BANGALORE, India — Quashing concerns about a steep reduction in investments in Indian startups during the fourth quarter of 2015 from the quarter before, venture capitalists (VC) and angel investors who gathered at a tech summit in Bangalore, India, expressed confidence in the Indian startup ecosystem and said money was not in short supply.
Hundreds of Indian startups and dozens of investors from around the globe came together Tuesday in India’s tech hub, Bangalore, for Surge 2016, a two-day meeting of budding entrepreneurs and potential investors. The general mood was upbeat, contrary to figures that showed VC investment in India dropping to about $1.5 billion in the October-December quarter of 2015 from about $2.8 billion during the July-September quarter.
According to Dave McClure, founder of business accelerator 500 Startups — the most active VC investor in Asia last quarter — there was no shortage of money for startups and the fourth quarter dip was most likely a blip.
On Tuesday, 500 Startups launched a $25 million investment fund for India, Sri Lanka and Bangladesh, focusing on early-stage companies. Called 500 Kulfi (after a popular regional frozen dessert), the sector-agnostic regional fund will invest in between 25 and 50 deals a year.
Jalak Jobanputra, managing partner at FuturePerfect Ventures, told International Business Times that recent global stock market volatility had led to rationalization among investors, and affected later-stage financing. However, she said that entrepreneurs remained enthused due to “the overall market opportunity and long term growth prospects, particularly in a market like India, where we are seeing millions of people with more expendable income, and who are coming on to smartphones and mobile broadband markets.”
She added a word of caution. “Entrepreneurs will have to focus on financial metrics, not [on] growing at any cost as has been the case over the past few years.”
Investment Director at Intel Capital, Sanjit Singh Dang, was also bullish on the Indian startup scene, and said there were a lot enthusiastic and passionate entrepreneurs in the Indian market. Commenting on investments, he told IBT: “Funding is doing fine for early-stage companies, raising series A and B, the late stage companies are seeing an impact. The fundamental reason is, till 2-3 years ago, IPO investors started investing in pre-IPO rounds, which are D and E, and jacked up the valuations. And when those companies went public, they couldn’t sustain those valuations.”

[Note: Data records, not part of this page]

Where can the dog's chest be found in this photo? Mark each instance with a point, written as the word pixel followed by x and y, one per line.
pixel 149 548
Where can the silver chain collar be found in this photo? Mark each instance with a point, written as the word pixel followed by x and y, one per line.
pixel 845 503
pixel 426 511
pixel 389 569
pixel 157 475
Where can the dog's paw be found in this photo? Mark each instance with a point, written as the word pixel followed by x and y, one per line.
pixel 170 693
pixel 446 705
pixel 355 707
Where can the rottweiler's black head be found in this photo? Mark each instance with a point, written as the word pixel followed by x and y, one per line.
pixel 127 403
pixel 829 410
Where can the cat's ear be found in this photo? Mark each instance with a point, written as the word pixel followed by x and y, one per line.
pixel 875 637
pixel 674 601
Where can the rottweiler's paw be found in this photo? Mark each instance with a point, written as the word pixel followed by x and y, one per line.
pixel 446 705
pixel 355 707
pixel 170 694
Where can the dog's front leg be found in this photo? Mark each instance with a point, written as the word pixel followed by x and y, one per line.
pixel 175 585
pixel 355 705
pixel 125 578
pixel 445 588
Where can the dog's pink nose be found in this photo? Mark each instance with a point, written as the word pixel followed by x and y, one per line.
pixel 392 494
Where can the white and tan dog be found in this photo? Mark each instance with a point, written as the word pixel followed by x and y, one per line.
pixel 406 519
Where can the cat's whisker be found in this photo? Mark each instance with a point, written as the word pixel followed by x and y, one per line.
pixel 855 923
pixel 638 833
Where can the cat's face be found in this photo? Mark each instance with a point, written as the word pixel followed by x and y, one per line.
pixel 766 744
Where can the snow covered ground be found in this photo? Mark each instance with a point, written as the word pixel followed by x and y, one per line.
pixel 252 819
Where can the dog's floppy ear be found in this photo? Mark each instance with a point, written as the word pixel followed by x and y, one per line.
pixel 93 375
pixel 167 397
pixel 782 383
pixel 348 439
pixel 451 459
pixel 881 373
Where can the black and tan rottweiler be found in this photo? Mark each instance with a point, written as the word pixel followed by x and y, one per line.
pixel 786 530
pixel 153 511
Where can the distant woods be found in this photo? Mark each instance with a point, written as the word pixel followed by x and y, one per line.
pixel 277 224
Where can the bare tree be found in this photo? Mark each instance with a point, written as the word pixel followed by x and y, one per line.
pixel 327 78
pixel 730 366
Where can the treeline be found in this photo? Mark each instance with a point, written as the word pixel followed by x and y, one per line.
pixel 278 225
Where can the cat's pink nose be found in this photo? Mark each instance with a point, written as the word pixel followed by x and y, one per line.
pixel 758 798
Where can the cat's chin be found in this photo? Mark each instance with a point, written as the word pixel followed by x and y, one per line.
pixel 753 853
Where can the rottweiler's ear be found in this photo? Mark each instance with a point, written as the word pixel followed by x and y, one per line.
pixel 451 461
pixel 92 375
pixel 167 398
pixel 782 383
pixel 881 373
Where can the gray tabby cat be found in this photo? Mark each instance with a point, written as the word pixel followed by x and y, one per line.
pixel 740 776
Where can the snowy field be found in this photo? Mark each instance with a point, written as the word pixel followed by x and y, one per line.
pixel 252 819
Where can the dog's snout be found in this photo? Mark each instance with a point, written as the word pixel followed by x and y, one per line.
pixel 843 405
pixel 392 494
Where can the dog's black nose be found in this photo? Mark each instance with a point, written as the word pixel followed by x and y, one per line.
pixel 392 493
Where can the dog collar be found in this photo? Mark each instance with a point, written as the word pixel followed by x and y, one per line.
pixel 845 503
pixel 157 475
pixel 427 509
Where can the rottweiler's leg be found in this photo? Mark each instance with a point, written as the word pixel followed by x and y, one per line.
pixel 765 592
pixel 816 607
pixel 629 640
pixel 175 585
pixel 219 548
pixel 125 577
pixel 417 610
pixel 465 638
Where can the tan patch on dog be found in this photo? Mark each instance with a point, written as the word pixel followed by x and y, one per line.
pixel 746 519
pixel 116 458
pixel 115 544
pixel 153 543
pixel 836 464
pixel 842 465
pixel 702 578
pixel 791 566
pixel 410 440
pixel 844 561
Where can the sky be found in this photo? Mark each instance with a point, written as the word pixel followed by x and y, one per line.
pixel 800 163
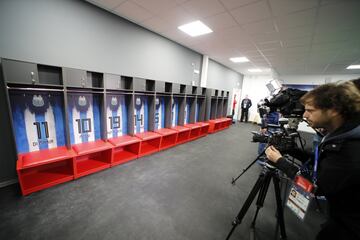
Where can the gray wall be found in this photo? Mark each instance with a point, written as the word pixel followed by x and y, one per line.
pixel 221 77
pixel 7 145
pixel 77 34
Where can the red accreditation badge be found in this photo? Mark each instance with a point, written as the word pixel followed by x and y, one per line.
pixel 300 196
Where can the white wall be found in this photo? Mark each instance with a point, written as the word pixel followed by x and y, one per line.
pixel 221 77
pixel 315 79
pixel 78 34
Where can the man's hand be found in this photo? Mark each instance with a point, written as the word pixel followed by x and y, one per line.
pixel 273 154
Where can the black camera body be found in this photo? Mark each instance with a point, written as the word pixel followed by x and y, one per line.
pixel 287 102
pixel 283 141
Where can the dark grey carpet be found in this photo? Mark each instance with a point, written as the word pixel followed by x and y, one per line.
pixel 181 193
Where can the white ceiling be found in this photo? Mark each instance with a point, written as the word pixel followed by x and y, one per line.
pixel 290 37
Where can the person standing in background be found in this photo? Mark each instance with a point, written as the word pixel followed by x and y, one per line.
pixel 245 105
pixel 234 105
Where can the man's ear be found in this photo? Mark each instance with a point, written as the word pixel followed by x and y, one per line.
pixel 333 113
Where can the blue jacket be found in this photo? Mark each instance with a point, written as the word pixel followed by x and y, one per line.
pixel 338 179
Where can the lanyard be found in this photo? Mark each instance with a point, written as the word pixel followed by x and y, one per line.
pixel 316 160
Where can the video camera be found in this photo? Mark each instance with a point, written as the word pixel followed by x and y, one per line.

Karthik Reddy, managing director of Blume Ventures, echoed the sentiment, saying seed funding remained strong as ever, and the slowdown in investments, if any, was limited to big ticket investments. “If you remove the companies that have raised more than $50 million and push them aside, you will see that seed capital investment has not slowed down,” he told IBT.
Explaining things from a slightly different perspective, Sreedhar Prasad, partner, ecommerce & startups at KPMG India, said that despite abundant availability of money in the market, startups may struggle to raise funds because they were too focused on the idea while losing sight of its execution.
“I was observing many of the startups here [Surge], and everybody is talking about the idea, nobody is talking about the business. That’s what startups are significantly missing. Operating model and revenue streams, they don’t understand. Most of these guys are making the blunder of going to an investor with a half-baked idea. That is the problem we are seeing today,” Prasad said.
Prasad also defended the regulatory environment in India, which entrepreneurs have often blamed for not being encouraging. “Even the regulators are new to this business. So you can’t blame the regulator today. For example, what is Uber? Is it automotive, ecommerce, a financial service or a technology company? The regulatory environment in India is not mature enough to define it. The regulator is also on a learning curve,” he told IBT.
The government, led by Prime Minister Narendra Modi, seems to be trying to not just change its image but also actively support entrepreneurs. In January, Modi launched the Start-Up India initiative, which would create a dedicated corpus of 100 billion rupees ($1.45 billion) to fund startups, and said the government was working toward making it easier for startups to do business, as well as fast-tracking their patent applications and simplifying the process of exiting businesses.
The Indian government also approved Wednesday the setting up of Atal Innovation Mission (named after former Prime Minister Atal Bihari Vajpayee), a committee made up of academics, entrepreneurs and researchers that aims to promote setting up world-class innovation hubs in the country. Initially announced in February last year, the mission will have an initial fund of 15 billion rupees ($218 million).
Binod Kumar Bawri, a member of the committee, told a gathering at Surge that the mission aimed to create enterprises worth $300 billion to $500 billion in India over the next five years. He also said the government would give startups multiple tax sops in the upcoming budget (to be announced Feb. 29).
Bawri later told IBT that the mission will also provide three-year funding for innovation hubs to be set up across the country, and that the money for it would be separate from the funding already announced for the mission.
The one big takeaway from Surge 2016 for the Indian startup ecosystem? The coming year will see a surge in investments into startups by venture capitalists and angel investors who have become more discerning.